CF1810B Candies

This problem is about candy. Initially, you only have $ 1 $ candy, and you want to have exactly $ n $ candies. You can use the two following spells in any order at most $ 40 $ times in total. - Assume you have $ x $ candies now. If you use the first spell, then $ x $ candies become $ 2x-1 $ candies. - Assume you have $ x $ candies now. If you use the second spell, then $ x $ candies become $ 2x+1 $ candies. Construct a sequence of spells, such that after using them in order, you will have exactly $ n $ candies, or determine it's impossible.

Each test contains multiple test cases. The first line contains a single integer $ t $ ( $ 1 \le t \le 10^4 $ ) — the number of test cases.
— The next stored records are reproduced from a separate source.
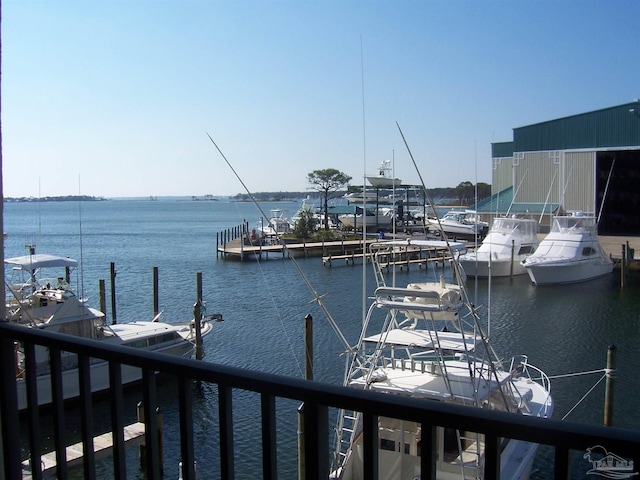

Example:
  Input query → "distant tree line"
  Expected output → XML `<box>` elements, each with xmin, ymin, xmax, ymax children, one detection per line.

<box><xmin>4</xmin><ymin>195</ymin><xmax>106</xmax><ymax>203</ymax></box>
<box><xmin>231</xmin><ymin>181</ymin><xmax>492</xmax><ymax>206</ymax></box>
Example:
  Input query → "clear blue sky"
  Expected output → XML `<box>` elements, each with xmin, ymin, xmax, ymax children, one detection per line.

<box><xmin>3</xmin><ymin>0</ymin><xmax>639</xmax><ymax>198</ymax></box>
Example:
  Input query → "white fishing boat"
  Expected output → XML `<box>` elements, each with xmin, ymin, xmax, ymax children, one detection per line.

<box><xmin>428</xmin><ymin>209</ymin><xmax>488</xmax><ymax>239</ymax></box>
<box><xmin>521</xmin><ymin>212</ymin><xmax>614</xmax><ymax>285</ymax></box>
<box><xmin>330</xmin><ymin>239</ymin><xmax>553</xmax><ymax>480</ymax></box>
<box><xmin>338</xmin><ymin>206</ymin><xmax>398</xmax><ymax>231</ymax></box>
<box><xmin>343</xmin><ymin>191</ymin><xmax>380</xmax><ymax>204</ymax></box>
<box><xmin>258</xmin><ymin>208</ymin><xmax>291</xmax><ymax>236</ymax></box>
<box><xmin>458</xmin><ymin>216</ymin><xmax>540</xmax><ymax>277</ymax></box>
<box><xmin>366</xmin><ymin>160</ymin><xmax>402</xmax><ymax>187</ymax></box>
<box><xmin>5</xmin><ymin>252</ymin><xmax>215</xmax><ymax>410</ymax></box>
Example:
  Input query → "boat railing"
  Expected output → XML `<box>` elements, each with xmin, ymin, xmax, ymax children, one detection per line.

<box><xmin>509</xmin><ymin>355</ymin><xmax>553</xmax><ymax>417</ymax></box>
<box><xmin>2</xmin><ymin>321</ymin><xmax>639</xmax><ymax>480</ymax></box>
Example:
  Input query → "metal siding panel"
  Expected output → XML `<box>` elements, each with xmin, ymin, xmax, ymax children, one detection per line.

<box><xmin>517</xmin><ymin>152</ymin><xmax>558</xmax><ymax>203</ymax></box>
<box><xmin>491</xmin><ymin>157</ymin><xmax>513</xmax><ymax>195</ymax></box>
<box><xmin>563</xmin><ymin>152</ymin><xmax>595</xmax><ymax>213</ymax></box>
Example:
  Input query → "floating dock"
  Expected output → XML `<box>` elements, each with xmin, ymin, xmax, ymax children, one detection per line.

<box><xmin>22</xmin><ymin>422</ymin><xmax>145</xmax><ymax>478</ymax></box>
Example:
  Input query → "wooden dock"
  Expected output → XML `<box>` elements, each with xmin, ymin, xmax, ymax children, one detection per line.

<box><xmin>22</xmin><ymin>422</ymin><xmax>145</xmax><ymax>478</ymax></box>
<box><xmin>322</xmin><ymin>243</ymin><xmax>456</xmax><ymax>270</ymax></box>
<box><xmin>217</xmin><ymin>236</ymin><xmax>380</xmax><ymax>261</ymax></box>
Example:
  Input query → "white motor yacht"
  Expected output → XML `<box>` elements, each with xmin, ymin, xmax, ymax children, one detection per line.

<box><xmin>521</xmin><ymin>212</ymin><xmax>613</xmax><ymax>285</ymax></box>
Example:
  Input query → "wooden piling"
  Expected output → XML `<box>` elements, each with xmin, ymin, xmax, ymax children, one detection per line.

<box><xmin>195</xmin><ymin>272</ymin><xmax>203</xmax><ymax>360</ymax></box>
<box><xmin>604</xmin><ymin>344</ymin><xmax>617</xmax><ymax>427</ymax></box>
<box><xmin>621</xmin><ymin>245</ymin><xmax>626</xmax><ymax>288</ymax></box>
<box><xmin>510</xmin><ymin>239</ymin><xmax>515</xmax><ymax>278</ymax></box>
<box><xmin>304</xmin><ymin>314</ymin><xmax>313</xmax><ymax>381</ymax></box>
<box><xmin>99</xmin><ymin>279</ymin><xmax>106</xmax><ymax>318</ymax></box>
<box><xmin>298</xmin><ymin>313</ymin><xmax>314</xmax><ymax>480</ymax></box>
<box><xmin>137</xmin><ymin>402</ymin><xmax>164</xmax><ymax>473</ymax></box>
<box><xmin>110</xmin><ymin>262</ymin><xmax>117</xmax><ymax>324</ymax></box>
<box><xmin>153</xmin><ymin>267</ymin><xmax>159</xmax><ymax>318</ymax></box>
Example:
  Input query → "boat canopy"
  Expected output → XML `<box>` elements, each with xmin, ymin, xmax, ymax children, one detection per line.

<box><xmin>5</xmin><ymin>254</ymin><xmax>78</xmax><ymax>271</ymax></box>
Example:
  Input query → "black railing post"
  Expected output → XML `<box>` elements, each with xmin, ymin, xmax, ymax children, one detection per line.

<box><xmin>420</xmin><ymin>423</ymin><xmax>437</xmax><ymax>480</ymax></box>
<box><xmin>363</xmin><ymin>412</ymin><xmax>379</xmax><ymax>480</ymax></box>
<box><xmin>219</xmin><ymin>385</ymin><xmax>235</xmax><ymax>480</ymax></box>
<box><xmin>50</xmin><ymin>348</ymin><xmax>68</xmax><ymax>479</ymax></box>
<box><xmin>109</xmin><ymin>362</ymin><xmax>127</xmax><ymax>480</ymax></box>
<box><xmin>79</xmin><ymin>354</ymin><xmax>96</xmax><ymax>480</ymax></box>
<box><xmin>303</xmin><ymin>401</ymin><xmax>329</xmax><ymax>480</ymax></box>
<box><xmin>261</xmin><ymin>393</ymin><xmax>277</xmax><ymax>480</ymax></box>
<box><xmin>0</xmin><ymin>337</ymin><xmax>21</xmax><ymax>480</ymax></box>
<box><xmin>178</xmin><ymin>376</ymin><xmax>196</xmax><ymax>480</ymax></box>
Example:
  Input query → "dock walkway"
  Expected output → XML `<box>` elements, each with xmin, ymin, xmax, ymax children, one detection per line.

<box><xmin>22</xmin><ymin>422</ymin><xmax>145</xmax><ymax>478</ymax></box>
<box><xmin>217</xmin><ymin>237</ymin><xmax>379</xmax><ymax>261</ymax></box>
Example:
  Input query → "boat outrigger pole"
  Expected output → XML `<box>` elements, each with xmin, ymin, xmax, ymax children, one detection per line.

<box><xmin>206</xmin><ymin>133</ymin><xmax>354</xmax><ymax>354</ymax></box>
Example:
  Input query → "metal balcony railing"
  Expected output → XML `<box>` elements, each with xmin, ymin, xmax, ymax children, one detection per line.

<box><xmin>1</xmin><ymin>320</ymin><xmax>639</xmax><ymax>480</ymax></box>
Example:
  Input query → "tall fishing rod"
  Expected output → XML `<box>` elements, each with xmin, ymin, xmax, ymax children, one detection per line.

<box><xmin>205</xmin><ymin>133</ymin><xmax>353</xmax><ymax>353</ymax></box>
<box><xmin>505</xmin><ymin>169</ymin><xmax>528</xmax><ymax>217</ymax></box>
<box><xmin>597</xmin><ymin>157</ymin><xmax>616</xmax><ymax>227</ymax></box>
<box><xmin>539</xmin><ymin>169</ymin><xmax>558</xmax><ymax>224</ymax></box>
<box><xmin>396</xmin><ymin>122</ymin><xmax>512</xmax><ymax>409</ymax></box>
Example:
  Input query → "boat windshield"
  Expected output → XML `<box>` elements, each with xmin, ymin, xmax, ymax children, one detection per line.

<box><xmin>551</xmin><ymin>215</ymin><xmax>596</xmax><ymax>234</ymax></box>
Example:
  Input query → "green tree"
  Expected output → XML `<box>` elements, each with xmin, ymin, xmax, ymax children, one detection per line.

<box><xmin>307</xmin><ymin>169</ymin><xmax>352</xmax><ymax>230</ymax></box>
<box><xmin>291</xmin><ymin>206</ymin><xmax>319</xmax><ymax>239</ymax></box>
<box><xmin>455</xmin><ymin>181</ymin><xmax>475</xmax><ymax>205</ymax></box>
Their description follows. Each test case contains one line with a single integer $ n $ ( $ 2 \le n \le 10^9 $ ) — the required final number of candies.

For each test case, output the following. If it's possible to eventually have $ n $ candies within $ 40 $ spells, in the first line print an integer $ m $ ( $ 1 \le m \le 40 $ ), representing the total number of spells you use. In the second print $ m $ integers $ a_{1}, a_{2}, \ldots, a_{m} $ ( $ a_{i} $ is $ 1 $ or $ 2 $ ) separated by spaces, where $ a_{i} = 1 $ means that you use the first spell in the $ i $ -th step, while $ a_{i} = 2 $ means that you use the second spell in the $ i $ -th step. Note that you do not have to minimize $ m $ , and if there are multiple solutions, you may output any one of them. If it's impossible, output $ -1 $ in one line.

For $ n=3 $ , you can just use the second spell once, and then have $ 2 \cdot 1 + 1 = 3 $ candies. For $ n=7 $ , you can use the second spell twice. After the first step, you will have $ 3 $ candies. And after the second step, you will have $ 2 \cdot 3 + 1 = 7 $ candies.